Looking at the responses of insurers only showed similar result for hedge funds (47% reduce vs 6% increase) but were less conclusive for private equity (29% reduce vs 24% increase).

However, another report released earlier this year – Balancing Risk, Return and Capital Requirements  came to the almost opposite conclusion, stating as one of its findings that, “Allocation to alternatives are set to increase”. This report was based on survey conducted by the Economist Intelligence Unit on behalf of BlackRock. The survey of 223 insurers was conducted in the Autumn 2011. Respondents said their holdings were likely to increase overall for both hedge funds (9% reduce vs 32% increase) and private equity (6% reduce vs 32% increase).
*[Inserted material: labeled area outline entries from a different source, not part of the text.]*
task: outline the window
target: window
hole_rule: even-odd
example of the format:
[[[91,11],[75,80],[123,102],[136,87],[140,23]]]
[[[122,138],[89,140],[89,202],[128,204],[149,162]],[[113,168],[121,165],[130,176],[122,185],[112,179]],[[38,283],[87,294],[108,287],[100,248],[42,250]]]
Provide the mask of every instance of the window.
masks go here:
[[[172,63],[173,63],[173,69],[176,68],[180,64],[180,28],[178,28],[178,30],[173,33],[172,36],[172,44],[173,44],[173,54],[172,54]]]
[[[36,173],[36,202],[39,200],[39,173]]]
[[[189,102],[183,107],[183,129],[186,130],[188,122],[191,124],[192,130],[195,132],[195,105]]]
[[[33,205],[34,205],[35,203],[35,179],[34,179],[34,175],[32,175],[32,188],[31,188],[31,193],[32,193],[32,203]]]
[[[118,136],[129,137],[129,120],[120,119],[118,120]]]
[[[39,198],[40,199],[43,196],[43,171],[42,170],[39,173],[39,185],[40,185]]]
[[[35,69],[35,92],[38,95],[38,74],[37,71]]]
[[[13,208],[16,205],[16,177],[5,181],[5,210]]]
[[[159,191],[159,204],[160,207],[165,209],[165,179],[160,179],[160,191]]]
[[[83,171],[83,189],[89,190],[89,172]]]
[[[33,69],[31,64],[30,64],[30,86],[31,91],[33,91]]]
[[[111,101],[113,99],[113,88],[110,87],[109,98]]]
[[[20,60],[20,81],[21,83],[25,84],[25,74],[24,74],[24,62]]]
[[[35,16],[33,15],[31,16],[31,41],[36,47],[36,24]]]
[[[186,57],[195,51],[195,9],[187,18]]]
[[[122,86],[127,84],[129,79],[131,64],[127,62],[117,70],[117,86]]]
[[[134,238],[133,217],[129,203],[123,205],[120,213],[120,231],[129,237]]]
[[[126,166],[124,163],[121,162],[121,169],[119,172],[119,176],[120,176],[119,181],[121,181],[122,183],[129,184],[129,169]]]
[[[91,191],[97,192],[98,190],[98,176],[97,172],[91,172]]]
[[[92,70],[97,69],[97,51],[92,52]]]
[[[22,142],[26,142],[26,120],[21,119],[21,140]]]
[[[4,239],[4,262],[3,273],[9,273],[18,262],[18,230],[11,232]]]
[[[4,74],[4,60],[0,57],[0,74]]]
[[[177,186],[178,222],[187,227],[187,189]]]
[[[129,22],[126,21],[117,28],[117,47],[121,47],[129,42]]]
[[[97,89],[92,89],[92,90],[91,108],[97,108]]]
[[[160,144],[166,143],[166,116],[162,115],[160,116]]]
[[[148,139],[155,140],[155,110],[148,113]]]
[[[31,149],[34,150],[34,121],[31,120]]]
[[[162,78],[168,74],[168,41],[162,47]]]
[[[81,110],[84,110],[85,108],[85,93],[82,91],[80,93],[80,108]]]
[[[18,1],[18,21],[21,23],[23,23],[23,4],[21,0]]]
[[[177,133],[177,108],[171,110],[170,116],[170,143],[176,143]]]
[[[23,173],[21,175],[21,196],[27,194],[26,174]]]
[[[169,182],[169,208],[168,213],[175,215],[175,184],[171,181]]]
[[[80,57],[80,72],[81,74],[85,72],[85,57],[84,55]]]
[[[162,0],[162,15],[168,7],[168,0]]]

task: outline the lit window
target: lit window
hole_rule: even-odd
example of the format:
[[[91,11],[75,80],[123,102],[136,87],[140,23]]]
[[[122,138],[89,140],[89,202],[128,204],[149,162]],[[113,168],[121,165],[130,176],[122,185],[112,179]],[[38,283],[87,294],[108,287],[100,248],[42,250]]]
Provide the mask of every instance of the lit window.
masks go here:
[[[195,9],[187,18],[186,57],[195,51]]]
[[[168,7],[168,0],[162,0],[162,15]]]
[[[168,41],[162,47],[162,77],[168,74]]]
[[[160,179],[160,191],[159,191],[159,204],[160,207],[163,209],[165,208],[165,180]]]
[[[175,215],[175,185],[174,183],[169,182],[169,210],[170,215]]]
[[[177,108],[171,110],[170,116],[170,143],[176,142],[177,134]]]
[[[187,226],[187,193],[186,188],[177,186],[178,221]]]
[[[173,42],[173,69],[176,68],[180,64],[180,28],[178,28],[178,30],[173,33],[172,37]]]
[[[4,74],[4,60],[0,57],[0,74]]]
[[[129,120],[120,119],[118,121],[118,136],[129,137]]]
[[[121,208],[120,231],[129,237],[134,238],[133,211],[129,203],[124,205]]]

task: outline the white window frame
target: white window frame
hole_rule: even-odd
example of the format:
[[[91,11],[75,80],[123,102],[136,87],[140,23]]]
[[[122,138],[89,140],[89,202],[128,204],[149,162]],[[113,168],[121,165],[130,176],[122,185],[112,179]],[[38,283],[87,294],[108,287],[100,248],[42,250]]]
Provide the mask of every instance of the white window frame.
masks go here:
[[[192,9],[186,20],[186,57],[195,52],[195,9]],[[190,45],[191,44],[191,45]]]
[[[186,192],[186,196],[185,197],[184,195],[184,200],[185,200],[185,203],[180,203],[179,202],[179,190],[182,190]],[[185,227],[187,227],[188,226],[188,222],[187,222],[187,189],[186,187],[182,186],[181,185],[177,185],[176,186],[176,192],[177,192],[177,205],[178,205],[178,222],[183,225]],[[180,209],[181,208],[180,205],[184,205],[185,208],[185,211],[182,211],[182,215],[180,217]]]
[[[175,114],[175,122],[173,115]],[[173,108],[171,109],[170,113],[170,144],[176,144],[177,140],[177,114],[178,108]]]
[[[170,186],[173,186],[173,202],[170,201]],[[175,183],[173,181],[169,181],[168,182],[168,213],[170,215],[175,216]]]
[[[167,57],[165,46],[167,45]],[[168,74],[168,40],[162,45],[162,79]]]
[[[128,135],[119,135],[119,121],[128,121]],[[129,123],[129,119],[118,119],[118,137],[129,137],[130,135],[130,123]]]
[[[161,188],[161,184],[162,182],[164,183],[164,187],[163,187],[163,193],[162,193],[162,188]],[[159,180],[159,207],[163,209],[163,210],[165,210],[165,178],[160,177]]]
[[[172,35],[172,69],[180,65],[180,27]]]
That surveys can produce different results on the same topic should not be news to anyone. These two surveys were conducted at different times and had different samples. Notably respondents to the BNY Mellon survey were not restricted to the insurance industry. The point is that in many cases we can’t tell for certain what the effects of Solvency II and other regulations will be. Indeed, the range of views expressed at a session on risk and investment at the summit reaffirmed this.

What’s more, two major reports by the BIS and IMF published last year both called for more research into the impact of Solvency II on capital markets and the insurance industry.

Surveys offer valuable insights into the attitudes and thinking of market participants, but they can also shape public opinion and steer the debate on regulation. The example from the two surveys highlights just how undecided market participants are about the effects of Solvency II: all the more reason for their results to be examined critically.